The Adventures of Bluey and the Childhood Writings of Paul Bowles
“Drugs, bigamy, desertion, lawsuits, the plague: these are hardly the elements one expects to find in the writings of a nine year old.”
—Christopher Sawyer-Lauçanno, biographer of Paul Bowles
When Paul Bowles was 9 years old, he created a diary that documented the adventures and pitfalls of imaginary characters who went on wild journeys and were continually surrounded by death, disease, chaos, and crisis—all of which were conveyed by little Paul in a tone that is eerily mute, terse, and affectively stunted while also being intellectually sophisticated and highly developed in terms of narrative. The 3rd person diary entries have a strange and disturbing quality to them—we immediately pick up on Paul’s obsessive preoccupation with names (characters, places), numbers, measurements, etc. In the entries, Paul invented, among other things, a drug called “postage hypodermic” and a plague called the “Green Horror” (“Marshelle gets Green Horror. Marshelle dies of Green Horror…. Dukol Whitman dies of Green Horror….”). We also get a sense of the way he was trying to emulate the adult world and—in doing so—revealed its utter absurdity. I can’t get over how evocative and fascinating Paul’s childhood writings are—and to think that he had to pen them in secrecy, fearing the disapproval of his father, who once beat him and took his journals away for 2 months when he was caught scribbling.

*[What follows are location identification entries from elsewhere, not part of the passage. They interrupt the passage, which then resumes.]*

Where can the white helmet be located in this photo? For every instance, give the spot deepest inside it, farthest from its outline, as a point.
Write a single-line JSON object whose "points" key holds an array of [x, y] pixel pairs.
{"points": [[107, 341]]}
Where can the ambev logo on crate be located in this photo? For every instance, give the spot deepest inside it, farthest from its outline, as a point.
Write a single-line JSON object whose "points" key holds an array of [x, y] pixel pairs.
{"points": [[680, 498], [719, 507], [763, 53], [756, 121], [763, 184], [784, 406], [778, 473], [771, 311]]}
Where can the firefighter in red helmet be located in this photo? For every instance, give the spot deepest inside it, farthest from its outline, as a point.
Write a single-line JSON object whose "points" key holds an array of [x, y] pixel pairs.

Below the cut is a brief excerpt from Paul’s childhood narrative, which consists of over 450 entries in total. This particular passage, which was published by surrealist literary magazine View, deals with the mishaps of Bluey Laber Dozlen, who travels to Wen Kroy (“New York” spelled backward) from an unknown European city.
This excerpted is scanned from a book of fantastic short stories titled A Night With Jupiter published in 1945 by surrealist literary magazine View. The book is quite amazing—it even has two short stories by surrealist painter Leonora Carrington, who—known primarily for her art—is troublingly underrated as a writer. View existed from 1940-1947 and featured writers such as William Carlos Williams, Joseph Cornell, Edouard Roditi, Henry Miller, Lawrence Durrell, Paul Bowles, Brion Gysin, Philip Lamantia, Paul Goodman, Marshall McLuhan, André Breton, Raymond Roussel, Albert Camus, Jean-Paul Sartre, Jean Genet or Jorge Luis Borges and artists like Pablo Picasso, Paul Klee, Fernand Léger, Georgia O’Keeffe, Man Ray, Joan Miró, Alexander Calder, Isamu Noguchi, Marc Chagall, René Magritte and Jean Dubuffet. When “Bluey” was published in View Magazine, the piece caused such a stir that Paul was asked to guest edit an issue of View.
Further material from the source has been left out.